Snoqualmie Mayor Matt Larson’s recent award was kept pretty low-key, but in the reality of health and human service organizations, it’s a pretty big deal. Last Wednesday, June 13th, Mayor Matt was named Elected Official of the Year by the Alliance of Eastside Agencies (AEA), an association of 50 health and human services organizations who serve East King County.
It was an award made possible by a nomination from North Bend Encompass Executive Director, Gregory Malcolm, who decided to recognize Mayor Matt for all his work over the years to help human-service providers throughout the Snoqualmie Valley. Mr. Malcolm recognized Mayor Matt as an “outstanding champion of the work done by the nonprofit sector.”

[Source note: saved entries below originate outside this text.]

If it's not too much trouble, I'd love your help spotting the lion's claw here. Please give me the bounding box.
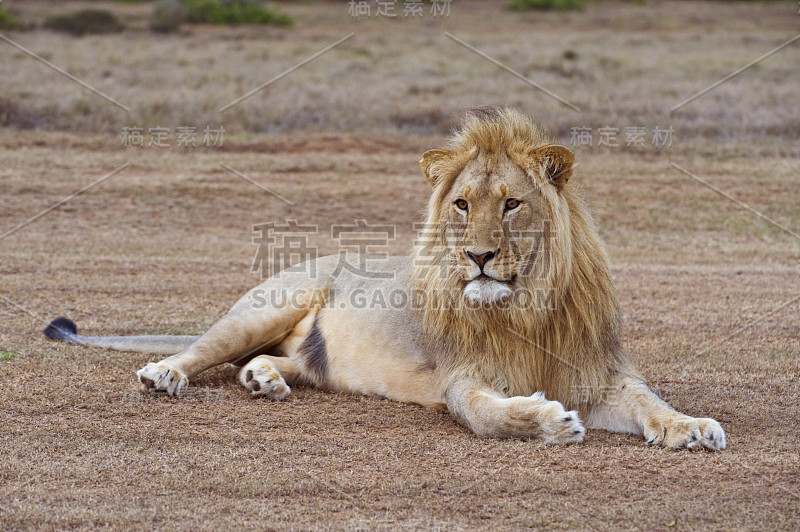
[645,416,726,450]
[136,362,188,396]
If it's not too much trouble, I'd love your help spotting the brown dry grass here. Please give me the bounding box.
[1,1,799,530]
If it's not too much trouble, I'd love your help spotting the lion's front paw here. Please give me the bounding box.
[645,415,726,450]
[239,359,290,400]
[136,361,188,396]
[532,392,586,444]
[501,392,585,443]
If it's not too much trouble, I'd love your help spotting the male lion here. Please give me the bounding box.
[44,107,725,449]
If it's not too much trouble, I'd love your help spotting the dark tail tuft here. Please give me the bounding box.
[43,317,78,341]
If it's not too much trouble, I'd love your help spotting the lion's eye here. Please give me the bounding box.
[455,199,468,211]
[505,198,521,211]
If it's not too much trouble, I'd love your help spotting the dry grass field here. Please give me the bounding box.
[1,0,799,530]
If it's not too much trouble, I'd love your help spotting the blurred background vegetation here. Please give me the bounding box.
[0,0,796,141]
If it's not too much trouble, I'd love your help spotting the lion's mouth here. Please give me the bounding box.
[470,272,516,285]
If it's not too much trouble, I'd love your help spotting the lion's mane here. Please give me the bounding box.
[412,107,634,413]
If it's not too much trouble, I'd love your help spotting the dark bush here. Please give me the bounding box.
[507,0,647,10]
[150,0,187,33]
[508,0,588,10]
[0,6,26,30]
[43,9,125,36]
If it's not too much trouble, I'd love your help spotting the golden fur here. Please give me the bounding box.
[415,107,632,415]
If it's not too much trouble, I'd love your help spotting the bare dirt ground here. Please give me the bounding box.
[1,1,799,530]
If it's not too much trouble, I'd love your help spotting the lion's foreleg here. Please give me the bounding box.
[586,374,726,450]
[445,378,585,443]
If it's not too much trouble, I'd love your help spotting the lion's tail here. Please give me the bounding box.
[43,317,198,355]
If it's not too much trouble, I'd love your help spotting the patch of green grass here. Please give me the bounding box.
[150,0,293,32]
[0,6,26,30]
[182,0,293,26]
[0,350,21,362]
[43,9,125,36]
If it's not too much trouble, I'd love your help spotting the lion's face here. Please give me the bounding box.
[419,142,574,307]
[441,154,552,304]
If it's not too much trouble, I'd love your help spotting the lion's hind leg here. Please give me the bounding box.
[239,355,300,400]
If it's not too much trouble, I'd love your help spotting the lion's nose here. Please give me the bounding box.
[465,249,497,270]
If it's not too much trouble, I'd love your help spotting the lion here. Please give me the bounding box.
[43,107,725,449]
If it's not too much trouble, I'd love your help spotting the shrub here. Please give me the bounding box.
[0,6,26,30]
[0,98,42,129]
[507,0,588,10]
[507,0,647,10]
[43,9,125,36]
[182,0,293,26]
[151,0,187,32]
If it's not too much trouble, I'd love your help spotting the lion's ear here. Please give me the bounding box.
[419,149,453,188]
[534,145,575,191]
[420,146,479,188]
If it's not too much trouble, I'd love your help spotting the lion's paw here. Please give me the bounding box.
[137,361,188,397]
[532,392,586,444]
[240,359,290,400]
[503,392,585,443]
[645,415,726,451]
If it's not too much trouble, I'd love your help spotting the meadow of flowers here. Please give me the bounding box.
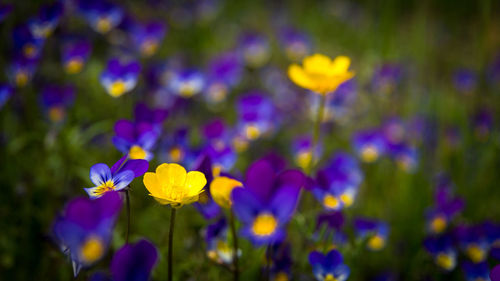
[1,1,500,280]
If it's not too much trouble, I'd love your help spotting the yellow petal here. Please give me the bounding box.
[156,163,187,188]
[329,55,351,74]
[288,64,313,89]
[143,172,162,197]
[185,171,207,197]
[303,54,332,74]
[210,176,243,209]
[180,195,200,205]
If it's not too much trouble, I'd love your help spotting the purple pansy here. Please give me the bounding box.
[204,52,243,104]
[352,128,386,163]
[62,39,92,74]
[130,21,166,57]
[453,69,477,94]
[111,239,158,281]
[100,58,141,98]
[13,25,45,60]
[292,135,323,171]
[424,234,457,271]
[0,3,13,22]
[309,250,350,281]
[426,175,464,234]
[168,68,205,98]
[237,92,277,142]
[84,155,148,199]
[8,56,38,88]
[239,32,270,68]
[371,63,402,95]
[0,84,13,109]
[462,261,490,281]
[354,217,389,251]
[52,191,122,276]
[279,27,311,61]
[455,224,490,264]
[40,85,75,123]
[28,2,63,39]
[113,119,159,161]
[204,217,239,265]
[472,109,494,141]
[78,0,124,34]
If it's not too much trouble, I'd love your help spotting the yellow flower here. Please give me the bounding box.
[143,163,207,207]
[210,176,243,209]
[288,54,355,95]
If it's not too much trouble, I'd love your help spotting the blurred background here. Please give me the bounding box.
[0,0,499,280]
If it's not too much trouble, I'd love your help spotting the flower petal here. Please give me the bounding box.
[185,171,207,197]
[231,188,262,224]
[329,56,351,74]
[113,170,134,190]
[156,163,186,188]
[288,64,313,89]
[90,164,112,186]
[143,172,162,197]
[303,54,331,73]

According to Malcolm, the Snoqualmie Mayor has helped Encompass and other organizations because he truly believes these non-profit efforts are worth supporting, as they help build a great community for everyone.
In addition to helping secure traditional funding for Snoqualmie Valley non-profits, Mayor Matt has also helped with the non-traditional resources like physical space for those important organizations. When the Encompass Respectful Giving program needed storage space for donations, the City of Snoqualmie found it. When the local clothing bank lost its space, Matt Larson and the City of Snoqualmie stepped up again and donated the recently vacated old city hall office for the cause.
Mr. Malcolm recognized that “with Mayor Larson and the entire leadership team at the City of Snoqualmie, it’s not only about dollars, it’s also about deeds.”
The Encompass organization was proud that Mayor Matt and the City of Snoqualmie were acknowledged with the award. Encompass was happy to let the community know that the mayor and city are assisting Encompass in building the dream of nurturing children, enriching families and inspiring the Snoqualmie Valley community.
After receiving his award at the AEA luncheon, Larson told more than 90 attendees he was grateful that Snoqualmie has been able to increase its funding for human services in recent years to create “healthy minds, hearts and souls” in the community. He also told the room of human-service providers, “What you do is huge to me. You do us all a huge favor.”